Honoring lives lost
Photos by Evan Krape September 10, 2021
UD community gathers on The Green to remember those killed in the 9/11 attacks
Gabrielle Issa, a senior communication major, was just 1 year old and resting in her mother’s arms on Sept. 11, 2001, watching on TV as the second hijacked plane hit the south tower of the World Trade Center — the building where her father was scheduled for a meeting on the 42nd floor.
“She thought she’d just lost her husband,” Issa said.
But her father was late to the meeting that morning in New York, sparing his life. Everyone else in the meeting died. “I’m very fortunate I still have my father,” she said.
That’s the message she wrote on a yellow ribbon outside Memorial Hall on Friday, Sept. 10, part of the University of Delaware’s commemoration of the 20th anniversary of the 9/11 terrorist attacks. Throughout the day, hundreds of students, faculty and staff shared their thoughts of remembrance, gratitude, sadness and resilience on the ribbons that hung in rows on The Green.
The display recalled the Ribbon Garden that emerged on the south Green in the days after the 9/11 attacks, which claimed the lives of five UD alumni in the World Trade Center and several people related to UD community members. A selection of those ribbons from 2001 is on display in the concourse near the West Lounge of Perkins Student Center. Information about all of UD’s commemorations is at udel.edu/remembering911.
Owen Bubczyk, a sophomore exercise science major from Thurmont, Maryland, was born after 9/11, but he still felt moved to honor those who died in the attacks: “Forever remembering the heroes who made the sacrifice that day,” Bubczyk wrote on one of the yellow ribbons.
The commemorations Friday began with a ceremony on the north side of Memorial Hall.
Kim Zitzner, UD’s religious and spiritual life liaison, opened the ceremony with a prayer for peace, strength, gratitude and compassion. Newark Mayor Jerry Clifton presented a city proclamation to Provost Robin Morgan that cited the remembrance and resilience of the entire community in the wake of 9/11 and Patriot Day as a day of service for the nation to commemorate the lives lost.
“This is a difficult morning for those of us who remember September 11th, 2001 … a day of violence that still echoes across the world today,” said Delaware Senate President Pro Tempore David Sokola. He noted that passengers on Flight 93 took a vote before deciding whether to rush the cockpit in an attempt to stop the terrorists, a fundamental act of democracy and unity that ultimately prevented the plane from reaching the U.S. Capitol that day.

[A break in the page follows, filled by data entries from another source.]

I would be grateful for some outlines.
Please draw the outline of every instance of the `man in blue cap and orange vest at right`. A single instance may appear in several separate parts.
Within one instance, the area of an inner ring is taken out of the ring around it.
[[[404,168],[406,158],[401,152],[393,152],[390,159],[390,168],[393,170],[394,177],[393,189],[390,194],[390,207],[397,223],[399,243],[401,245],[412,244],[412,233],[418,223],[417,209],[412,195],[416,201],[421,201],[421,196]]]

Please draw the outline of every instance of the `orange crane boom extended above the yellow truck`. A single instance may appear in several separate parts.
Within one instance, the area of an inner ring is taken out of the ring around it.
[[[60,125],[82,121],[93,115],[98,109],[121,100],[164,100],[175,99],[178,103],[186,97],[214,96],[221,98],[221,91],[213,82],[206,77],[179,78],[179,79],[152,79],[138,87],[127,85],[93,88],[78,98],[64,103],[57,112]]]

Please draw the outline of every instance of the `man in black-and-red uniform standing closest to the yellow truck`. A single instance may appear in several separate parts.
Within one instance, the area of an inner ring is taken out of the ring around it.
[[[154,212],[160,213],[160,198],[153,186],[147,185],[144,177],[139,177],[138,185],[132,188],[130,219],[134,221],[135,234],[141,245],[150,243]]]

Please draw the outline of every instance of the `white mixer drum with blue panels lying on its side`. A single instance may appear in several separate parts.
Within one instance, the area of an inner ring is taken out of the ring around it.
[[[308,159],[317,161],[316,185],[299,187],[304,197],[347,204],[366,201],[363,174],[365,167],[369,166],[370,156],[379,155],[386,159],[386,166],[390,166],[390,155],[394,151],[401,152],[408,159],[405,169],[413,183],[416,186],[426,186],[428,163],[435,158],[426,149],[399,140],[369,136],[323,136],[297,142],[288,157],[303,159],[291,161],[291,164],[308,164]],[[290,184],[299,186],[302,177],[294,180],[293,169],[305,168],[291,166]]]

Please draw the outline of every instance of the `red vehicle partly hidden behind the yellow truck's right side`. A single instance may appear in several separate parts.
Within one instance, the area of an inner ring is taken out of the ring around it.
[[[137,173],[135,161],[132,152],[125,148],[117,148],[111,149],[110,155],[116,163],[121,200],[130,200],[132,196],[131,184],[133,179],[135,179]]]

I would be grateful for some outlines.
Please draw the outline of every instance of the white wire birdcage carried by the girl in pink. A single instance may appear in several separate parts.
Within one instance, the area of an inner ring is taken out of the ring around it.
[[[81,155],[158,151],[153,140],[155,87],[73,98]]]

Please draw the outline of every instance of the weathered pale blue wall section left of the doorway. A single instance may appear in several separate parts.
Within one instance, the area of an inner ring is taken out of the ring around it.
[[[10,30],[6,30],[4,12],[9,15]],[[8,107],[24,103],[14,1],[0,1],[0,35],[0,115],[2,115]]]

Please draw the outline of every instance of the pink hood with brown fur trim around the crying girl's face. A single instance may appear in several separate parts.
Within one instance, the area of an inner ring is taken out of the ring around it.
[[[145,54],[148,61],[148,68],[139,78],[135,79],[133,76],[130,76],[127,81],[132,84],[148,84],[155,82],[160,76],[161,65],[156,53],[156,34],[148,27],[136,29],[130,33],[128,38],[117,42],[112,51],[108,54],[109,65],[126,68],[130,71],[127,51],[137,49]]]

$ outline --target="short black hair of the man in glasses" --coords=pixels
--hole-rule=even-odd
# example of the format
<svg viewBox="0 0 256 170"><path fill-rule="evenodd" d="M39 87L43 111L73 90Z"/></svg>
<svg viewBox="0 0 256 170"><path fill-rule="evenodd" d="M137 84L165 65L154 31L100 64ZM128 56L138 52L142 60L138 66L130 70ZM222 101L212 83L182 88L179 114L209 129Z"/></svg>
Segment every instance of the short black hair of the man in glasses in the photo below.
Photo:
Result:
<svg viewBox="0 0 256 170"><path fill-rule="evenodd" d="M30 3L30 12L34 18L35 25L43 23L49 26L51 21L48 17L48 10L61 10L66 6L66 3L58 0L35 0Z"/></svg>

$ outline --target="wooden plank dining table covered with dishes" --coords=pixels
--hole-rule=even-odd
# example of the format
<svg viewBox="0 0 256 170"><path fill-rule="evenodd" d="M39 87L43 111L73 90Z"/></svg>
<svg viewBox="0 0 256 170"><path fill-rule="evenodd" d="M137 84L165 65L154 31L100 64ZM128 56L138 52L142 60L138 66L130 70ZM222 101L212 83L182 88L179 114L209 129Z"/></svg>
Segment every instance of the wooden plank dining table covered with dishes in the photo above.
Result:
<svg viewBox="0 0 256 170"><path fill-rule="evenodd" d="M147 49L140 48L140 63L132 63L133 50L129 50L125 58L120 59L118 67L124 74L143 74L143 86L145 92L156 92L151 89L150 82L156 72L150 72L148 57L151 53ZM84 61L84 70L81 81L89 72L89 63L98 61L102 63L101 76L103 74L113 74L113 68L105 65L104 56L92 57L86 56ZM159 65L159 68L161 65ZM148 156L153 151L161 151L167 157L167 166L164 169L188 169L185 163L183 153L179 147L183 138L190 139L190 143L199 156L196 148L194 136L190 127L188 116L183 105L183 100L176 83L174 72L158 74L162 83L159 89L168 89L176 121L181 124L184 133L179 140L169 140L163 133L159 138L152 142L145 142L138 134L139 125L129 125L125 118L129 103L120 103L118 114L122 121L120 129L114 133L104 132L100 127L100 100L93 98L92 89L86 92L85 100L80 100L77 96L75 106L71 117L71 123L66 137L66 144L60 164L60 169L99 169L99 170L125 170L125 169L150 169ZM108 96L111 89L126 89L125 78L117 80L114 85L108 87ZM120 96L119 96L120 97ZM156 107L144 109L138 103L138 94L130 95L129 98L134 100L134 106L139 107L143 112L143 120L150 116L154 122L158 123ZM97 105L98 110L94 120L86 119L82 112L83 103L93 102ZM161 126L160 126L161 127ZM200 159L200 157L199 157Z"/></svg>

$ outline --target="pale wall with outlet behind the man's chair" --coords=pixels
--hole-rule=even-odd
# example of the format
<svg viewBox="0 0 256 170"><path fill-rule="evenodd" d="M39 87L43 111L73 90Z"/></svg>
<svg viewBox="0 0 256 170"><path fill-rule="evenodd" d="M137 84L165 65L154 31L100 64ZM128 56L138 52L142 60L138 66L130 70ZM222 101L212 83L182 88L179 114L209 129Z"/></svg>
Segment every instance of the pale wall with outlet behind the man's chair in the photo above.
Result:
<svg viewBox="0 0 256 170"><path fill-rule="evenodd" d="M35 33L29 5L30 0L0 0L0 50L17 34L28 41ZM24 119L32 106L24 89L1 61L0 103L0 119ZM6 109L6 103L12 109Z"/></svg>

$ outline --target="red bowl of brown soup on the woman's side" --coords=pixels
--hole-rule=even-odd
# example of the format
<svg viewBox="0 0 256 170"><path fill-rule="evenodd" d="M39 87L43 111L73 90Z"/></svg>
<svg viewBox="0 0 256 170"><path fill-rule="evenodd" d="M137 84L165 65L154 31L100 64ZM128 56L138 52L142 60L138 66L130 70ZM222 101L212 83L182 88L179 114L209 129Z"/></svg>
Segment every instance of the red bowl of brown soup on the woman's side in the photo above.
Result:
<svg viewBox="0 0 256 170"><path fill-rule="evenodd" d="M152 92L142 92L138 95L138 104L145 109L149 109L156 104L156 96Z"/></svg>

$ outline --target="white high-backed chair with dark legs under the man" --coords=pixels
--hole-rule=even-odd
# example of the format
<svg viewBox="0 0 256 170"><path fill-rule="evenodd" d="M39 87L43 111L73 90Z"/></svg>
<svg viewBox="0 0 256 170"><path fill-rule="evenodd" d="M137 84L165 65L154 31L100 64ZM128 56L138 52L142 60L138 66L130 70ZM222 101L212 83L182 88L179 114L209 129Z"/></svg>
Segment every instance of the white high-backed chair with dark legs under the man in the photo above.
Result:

“I hope we remember who we are and who we aspire to be,” Sokola said.
State Rep. Paul Baumbach pointed out the symbolism of gathering at Memorial Hall, which was built to honor the 270 Delaware service members who died during World War I. They were trained in combat, unlike the nearly 3,000 civilians who died in 9/11, he said.
“For me, 9/11 brought a new and deeper respect for first responders,” Baumbach said. “Heroes exist everywhere, and we must honor them every day.”
The audience also heard from two members of the UD community who shared their personal experiences on 9/11.
Linda Irizarry, now a graduate student in communication, was a young mother living on Staten Island in 2001. She was running late to a meeting on the 33rd floor of the south tower of the World Trade Center that day. As she arrived in Manhattan, the first plane had already hit the north tower, and she saw the second plane hit the south tower, some 30 floors above where she was supposed to be. She fled uptown, “away from the nightmare.”
Trying to make her way home that day, a family she didn’t know let her stay with them, and a firefighter, already exhausted from working the World Trade Center site, drove her to her relative’s home in New Jersey before returning to work.
“Nearly everyone I knew had PTSD [post-traumatic stress disorder] from that day,” said Irizarry, who soon moved to Delaware to escape the painful memories of the experience.
Lauren Murray Simione, a 1995 alumna and now associate vice president in the Office of Development and Alumni Relations, was working as a United Airlines flight attendant on 9/11, on her way from New York to Denver. Pilots on her plane heard the radio chatter from United Flight 93 as terrorists seized control, followed by passengers storming the cockpit. Her plane was quickly diverted to Chicago, where it sat on the tarmac for several hours because hundreds of other planes had also landed there unexpectedly.
During that wait, Simione and the passengers could not see video of the attacks, so they were unable to fully comprehend the severity of what had happened. Eventually, she heard the voicemails of family and friends who feared she was on one of the four hijacked planes, and she was able to reach her mother, who told her about the attacks.
“I heard sheer panic in my parents’ voices,” said Simione, pausing to compose herself as she related her story to the audience.
Simione, who continued working as a flight attendant for a few more years, said she focuses on “the strength and resilience of humankind” she witnessed that day.
The ceremony ended with a benediction from Prof. Ismat Shah, faculty adviser to UD’s Muslim students. Shah spoke at the candlelight vigil on The Green the evening after the attacks, and he said Friday that 9/11 had affected everyone in some way.
“May we live our lives honoring those who gave their lives,” Shah said.